Segue poi, bene attestato per ogni classe, almeno un esemplare di… 

Sindacalista

Noi tutti abbiamo avuto un genitore che, regolarmente, prenotava un ricevimento urgente perché assolutamente convinto del fatto che il figlio fosse stato vessato e conculcato nel corso dell’interrogazione (sugli scritti c’è meno spazio di manovra, perché, come dicevano i Romani, verba volant, scripta manent, e le correzioni in rosso pure).

Ora, in tempo di Dad, il sindacalista, che non ammetterebbe neppure morto di essere rimasto appostato dietro la porta o sotto la scrivania del figlio per ascoltarne in diretta l’interrogazione, chiede il colloquio a distanza per esprimere le sue rimostranze, in quanto “dalla registrazione della lezione” disponibile in piattaforma, si evince con tutta chiarezza che il figlio ha avuto meno tempo per rispondere, che l’insegnante lo ha valutato con maggiore severità rispetto ai compagni (“a Paolino Paperino lei ha dato 7, ma ha parlato molto meno di mio figlio”), oppure gli sono state poste domande non pertinenti in quanto facevano riferimento a concetti non presenti sul libro di testo.
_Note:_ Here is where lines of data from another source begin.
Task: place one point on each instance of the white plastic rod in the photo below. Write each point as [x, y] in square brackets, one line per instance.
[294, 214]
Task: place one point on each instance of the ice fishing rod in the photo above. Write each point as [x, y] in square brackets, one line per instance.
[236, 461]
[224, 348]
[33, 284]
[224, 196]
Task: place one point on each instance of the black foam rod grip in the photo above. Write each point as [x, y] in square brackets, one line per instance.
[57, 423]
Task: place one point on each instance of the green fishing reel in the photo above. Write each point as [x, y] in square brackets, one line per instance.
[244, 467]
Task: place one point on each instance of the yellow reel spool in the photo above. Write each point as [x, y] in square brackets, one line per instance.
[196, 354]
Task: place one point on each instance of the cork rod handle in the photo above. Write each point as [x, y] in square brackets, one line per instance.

Ma siccome chi di Teams ferisce, di Teams perisce, è sempre possibile ricordare al genitore di andarsi a risentire e rivedere le registrazioni delle lezioni, dove, guarda caso, il docente si sofferma su alcuni concetti, integrando il libro di testo o chiedendo di prendere appunti – e magari postando pure del materiale – sui quei fantasmatici argomenti. Senza contare, come ho dovuto varie volte ricordare, che se un ragazzo studia e risponde in modo autonomo alle domande, organizzando da sé il discorso, ovviamente la prova orale dura poco, certo meno di quella di uno studente cui vanno tolte con le pinze le parole di bocca per palese mancanza di studio, e che va aiutato e guidato. “A meno di non ritenere inevasa la domanda cui la risposta non arriva in pochi secondi”; nel qual caso tutte le interrogazioni durerebbero poco. Ma, per fortuna, non siamo in un quiz televisivo. Non ancora, almeno. 

Terza tipologia umana è quella definibile come… 
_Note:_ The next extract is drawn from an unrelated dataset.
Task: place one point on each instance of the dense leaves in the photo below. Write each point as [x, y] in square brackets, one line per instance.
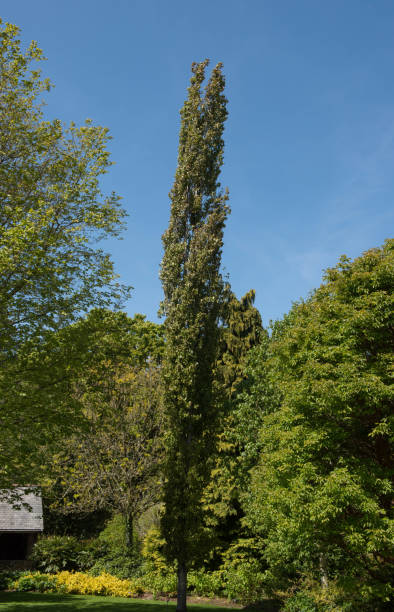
[320, 502]
[193, 297]
[52, 213]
L’aspiratrice ovvero la maniaca del folletto

Ove per Folletto non si intende un membro del Piccolo Popolo. Il genitore in questione, di solito una genitrice, non è infatti amante di Tolkien e della letteratura fantasy, ma è un compulsivo adoratore dell’elettrodomestico omonimo e deve passarlo secondo la sua personale e rigida tabella di marcia. E poco importa se il figlio o la figlia sta facendo lezione on line. “Resta pure, resta pure, non mi disturbi!”, dice alla progenie mentre le passa sotto la sedia e intorno, rumorosamente, l’aspirapolvere (lui non disturba te?). “Continuate senza fare caso a me, faccio in un attimo!”, dice mentre aspira le briciole della colazione dal ripiano del tavolo da cui si è collegato il figlio.
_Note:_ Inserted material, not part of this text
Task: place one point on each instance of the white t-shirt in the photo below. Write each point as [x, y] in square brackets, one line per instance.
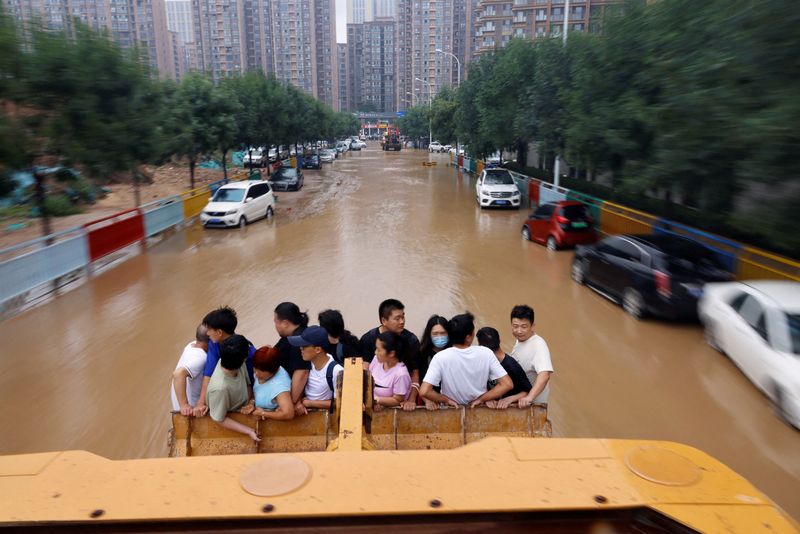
[193, 360]
[317, 385]
[463, 373]
[534, 357]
Questa tipologia umana mi ricorda molto mia nonna, che pretendeva di girare e sbattere il materasso alle 6,30 del mattino della domenica mentre ancora stavo a letto, dicendomi “Tranquilla, tu continua pure a dormire!”.

A volte anche il resto del circo familiare, specialmente se lo studente si collega dalla cucina o dal salotto, è terribilmente distraente: nonna che guarda la tv, fratellini che litigano, cagnolino che abbaia, membri della famiglia che vanno e vengono continuamente. E talora, come mi è capitato, lo studente ha anche un Pdp per Dsa fra cui delle difficoltà di concentrazione: del resto, nessuno riuscirebbe a concentrarsi decentemente in una situazione di questo tipo. Di positivo c’è solo che, in questo caso, l’insegnante può capire finalmente perché il Pdp tanto scrupolosamente preparato e seguito in classe non dia gli esiti sperati…

Ma proseguiamo.

La salutatrice e il salutatore

Questa è la tipologia umana più cordiale della compagnia, ma a me ricorda tanto la moglie del custode della nostra scuola elementare, che, quando ero bambina, viveva in un appartamento con una porta che dava direttamente sulla nostra classe. Per cui, a metà mattinata, fatte le pulizie di casa, la porta si spalancava e la signora si palesava in classe, magari con la scusa di offrire una tazzina di caffè alla maestra, o per “fare un saluto”, che si risolveva in una mezz’ora abbondante di chiacchiere. Noi bambini la adoravamo; la maestra, un po’ meno, e lo attestava con sguardi di fuoco lanciati alla signora, che però non coglieva, o faceva finta di non cogliere, e se ne stava sulla soglia, quasi a illustrazione di una celebre aria mozartiana (“Come scoglio immoto resta”).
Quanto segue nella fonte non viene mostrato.